Bu noktada, 2019’da Nahda’nın rakibi Nida Tunus’un dağılması ve Cumhurbaşkanı Baci Kaid es-Sibsi’nin ölümü sonrasında yapılan seçimlerde, Nebil Karvi adlı iş adamı Tunus’un Kalbi adlı partisiyle popülarite anlamında Nahda’ya en yakın siyasi oluşum olarak öne çıkarken, cumhurbaşkanlığı seçimi büyük bir sürprizi beraberinde getirdi. Nahda’nın adayı Abdulfettah Moro ve Karvi arasınıda geçmesi beklenen cumhurbaşkanlığı seçimlerinde, Kays Said’in birinci çıkması şaşkınlıkla karşılandı. Cumhurbaşkanlığı seçim kampanyası sürecinde yolsuzlukla suçlanan ve bir süre hapiste kalan Karvi’ye karşı parti afiliasyonu bulunmayan, yeni bir yüz olmakla birlikte anayasa hukuku profesörü olarak siyaset çevrelerinde bilinen, yolsuzluk karşıtlığı ve vatanseverlik söylemleriyle öne çıkan Said ikinci turda Nahda Hareketi dahil birçok partinin desteğiyle yüzde 76’nın üzerinde oy alarak ezici bir üstünlükle seçildi.

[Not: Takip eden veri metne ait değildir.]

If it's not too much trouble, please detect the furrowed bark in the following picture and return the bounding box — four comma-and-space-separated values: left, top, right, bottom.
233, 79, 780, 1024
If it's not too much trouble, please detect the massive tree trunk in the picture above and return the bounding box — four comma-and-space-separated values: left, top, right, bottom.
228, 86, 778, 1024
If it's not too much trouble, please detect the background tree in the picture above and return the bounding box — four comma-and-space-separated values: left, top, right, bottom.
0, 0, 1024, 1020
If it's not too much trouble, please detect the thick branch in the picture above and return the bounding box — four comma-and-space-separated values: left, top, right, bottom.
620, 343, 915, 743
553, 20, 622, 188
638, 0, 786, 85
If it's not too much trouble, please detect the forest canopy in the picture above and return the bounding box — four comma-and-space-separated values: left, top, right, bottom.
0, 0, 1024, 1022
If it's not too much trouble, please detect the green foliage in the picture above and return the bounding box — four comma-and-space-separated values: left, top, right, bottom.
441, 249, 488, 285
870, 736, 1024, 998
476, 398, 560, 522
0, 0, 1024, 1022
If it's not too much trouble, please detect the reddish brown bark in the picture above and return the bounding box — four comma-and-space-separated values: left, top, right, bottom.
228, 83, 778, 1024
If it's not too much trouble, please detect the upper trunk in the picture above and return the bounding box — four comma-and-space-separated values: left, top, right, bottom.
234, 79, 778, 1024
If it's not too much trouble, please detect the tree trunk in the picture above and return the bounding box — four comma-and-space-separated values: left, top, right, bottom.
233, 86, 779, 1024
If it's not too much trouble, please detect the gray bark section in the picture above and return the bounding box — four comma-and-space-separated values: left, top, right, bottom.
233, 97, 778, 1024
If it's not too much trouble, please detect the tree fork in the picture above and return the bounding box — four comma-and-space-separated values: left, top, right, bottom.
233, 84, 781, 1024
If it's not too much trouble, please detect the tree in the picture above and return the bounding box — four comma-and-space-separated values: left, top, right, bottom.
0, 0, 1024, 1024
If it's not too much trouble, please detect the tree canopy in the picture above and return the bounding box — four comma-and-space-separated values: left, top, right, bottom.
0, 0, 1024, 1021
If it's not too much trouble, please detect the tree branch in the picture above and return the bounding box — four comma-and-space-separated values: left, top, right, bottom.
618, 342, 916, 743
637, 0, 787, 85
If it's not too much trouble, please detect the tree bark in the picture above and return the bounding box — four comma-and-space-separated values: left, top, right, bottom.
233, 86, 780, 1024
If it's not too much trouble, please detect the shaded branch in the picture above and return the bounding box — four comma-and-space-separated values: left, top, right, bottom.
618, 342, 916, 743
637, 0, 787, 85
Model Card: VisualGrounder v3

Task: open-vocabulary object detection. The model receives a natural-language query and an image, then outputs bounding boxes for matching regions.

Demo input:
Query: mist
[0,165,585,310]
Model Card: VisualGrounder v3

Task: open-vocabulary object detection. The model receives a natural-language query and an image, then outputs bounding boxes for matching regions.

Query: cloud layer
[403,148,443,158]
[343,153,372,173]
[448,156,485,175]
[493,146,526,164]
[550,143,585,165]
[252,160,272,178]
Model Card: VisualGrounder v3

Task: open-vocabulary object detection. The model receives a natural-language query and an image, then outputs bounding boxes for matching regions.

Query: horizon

Büyük bir oy farkıyla seçilmesinin getirdiği meşruiyetle birlikte Said, cumhurbaşkanlığı sürecinde Nahda Hareketi başta olmak üzere tüm partilere karşı mesafeli ve uzlaşmaz bir tavır sergileyerek siyasi sistemin krize girmesinde ciddi bir rol oynadı. Siyasilerin koalisyon ve yönetim kriziyle boğuştuğu siyasal sistem içerisinde, Kovid-19 salgınıyla birlikte turizm sektörünün önemli bir gelir kaynağı olduğu ülkenin kaynaklarının zorlandığı bir dönemde ve artan protesto dalgasını da kullanarak 25 Temmuz 2021’deki müdahalesiyle siyaseti kontrolü altına aldığını söylemek yanlış olmayacaktır.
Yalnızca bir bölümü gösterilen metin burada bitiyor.